Mindset strategies and training a young horse
Written by Dr Tracey Cole | Accredited NLP & Hypnosis Trainer | Applied Sports Psychology
Riding a young horse is so rewarding; there are so many ‘firsts’ to encounter, and you have the knowledge that mostly, you’re working with a blank canvas. Having a training plan and a skilled instructor is paramount if you’ve never worked with youngsters before. This saves a lot of time when they get older, as you’ll have already dealt with their anxieties and physical imbalances.
As we know, horses are extremely good at mirroring their riders and handlers. Whilst most horses definitely pick up on a person’s fear – detecting your heart rate up to 4 feet away – not all will respond negatively. Some are simply curious to know why your heart is beating faster; when they notice nothing of a threatening nature, they relax again. However, like humans, some horses react to increased anxiety levels in a person.
This is where mindset brain training comes in. The first step to keeping calm and having control of the situation is awareness.
Three first steps
1. Be aware that all riders’ heart rates, when tested, actually increased whilst mounting. It’s a natural spike, whether you’re a seasoned and confident rider or not.

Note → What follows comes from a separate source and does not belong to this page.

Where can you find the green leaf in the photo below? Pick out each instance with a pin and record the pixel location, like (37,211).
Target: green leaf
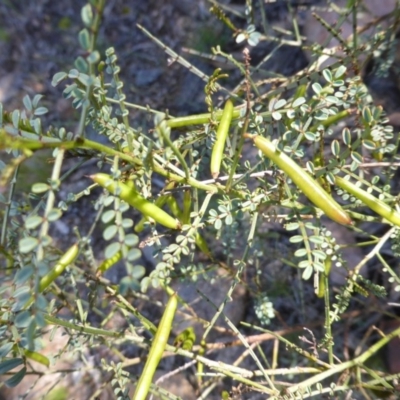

2. Take things even more slowly when getting on. If your horse shifts position walks away from the mounting block, calmly think to yourself, “If all I achieve today is to get on, my horse having stood completely still, that’s fine”.
3. Be aware that patience will be required with a youngster; whenever you do ground work or ridden exercises, you may feel that you go two steps forwards and three steps back, then a step forward and so on. Horses (and humans) don’t learn in an entirely linear fashion. They are doing their best at all times. They are learning at least one, possibly two, new languages – your aids and your spoken language. It’s quite a lot for them to absorb all at the same time! Start to record all the positives and record the rest as lessons to cover next time or later.
The first step to keeping calm and having control of the situation is awareness.
Once you’re more aware that everything takes more time and patience than usual, and it may require you doing what seems like very little in a training session, or covering the same things over and over, then you can think about your planning your sessions.
1. Safety first – always wear a hat, gloves and possibly a body protector. Not only are they protecting you physically, some riders find they have much more confidence when they handle or ride horses when wearing them.
2. Ride or handle your horse somewhere you feel most confident. There may be a time of day you feel more confident, e.g., when others are around or when it’s quietest at the yard.
3. Plan for short rides/ground work sessions. Take regular baby steps. There is no rush to have longer sessions.
4. Plan rest days too! Great for you and your horse, to consolidate what you’ve both learnt.
5. Have a plan in your head, or even written on a piece of paper in your pocket of the movements and transitions, change of pace within a gait etc. that you want to achieve. This creates a focus for you. Think about 1 aspect at a time. Is it to bend better? Is it to even up a natural imbalance on one side? Is it to achieve control through changing the pace? What shapes are you creating around the school – circles, squares, diamonds, figures of 8 etc.? Have your plan ready. Having a plan helps you to know in advance which turns and where you are going to make and to lessen your indecision or weak/late aids.
6. Make sure your plan has lots of changes of direction. These types of movements are good for human and horse brains, plus if repeated often enough, but not too much, you can keep the horse’s attention. When riders are nervous, they often forget to change the shapes and movements around the school.
Plan for short rides/ground work sessions. Take regular baby steps. There is no rush to have longer sessions.
Now that you have awareness and plans in place, let’s think about a strong mental attitude.
1. Have a positive outlook and minimise the thought of the odd spook. In real-time, as a proportion of the whole riding session, it will be very short. Think: “If my horse spooks, bucks or rears, I only need 10-30 seconds of bravery to get over it!” Convince yourself that 10-30 seconds of bravery is entirely doable!
2. Use your voice to calm yourself. Consider that in any one moment, a tiny millisecond, you are actually alright. Your mind may be racing ahead with what-if scenarios, but actually, in the moment, you’re fine. So say to yourself, “I’m alright now,” in a low soothing voice as this gives your mind something to do – a distraction – and also helps you to breathe!
3. You’ll be aware already that your default riding may need more leg or less hands. Jelly legs and heavy hands are part of the mind-body connections anxiety response. Once you’re aware, you can override it. The sharper the horse, the more leg you may need to put on. A steady contact keeps the horse feeling more confident; loose reins and no legs may make some horses feel less secure. Plan sessions to practise legs and hands!
4. Keep in peripheral vision. This lowers your anxiety and allows you to relax. With the added benefit of having better 3D awareness! Focused vision, particularly on the horse’s neck or ears or on the ground, promote the anxiety response.
5. Keep a journal or diary of each session. What went well, what’s to improve. Look back periodically to see how far you have come! And it’s not a race with youngsters, because who wants an unruly 7 or 8-year-old? Simply celebrate your wins! Enjoy the rewards of bringing on a young horse and establishing a calm and harmonious relationship!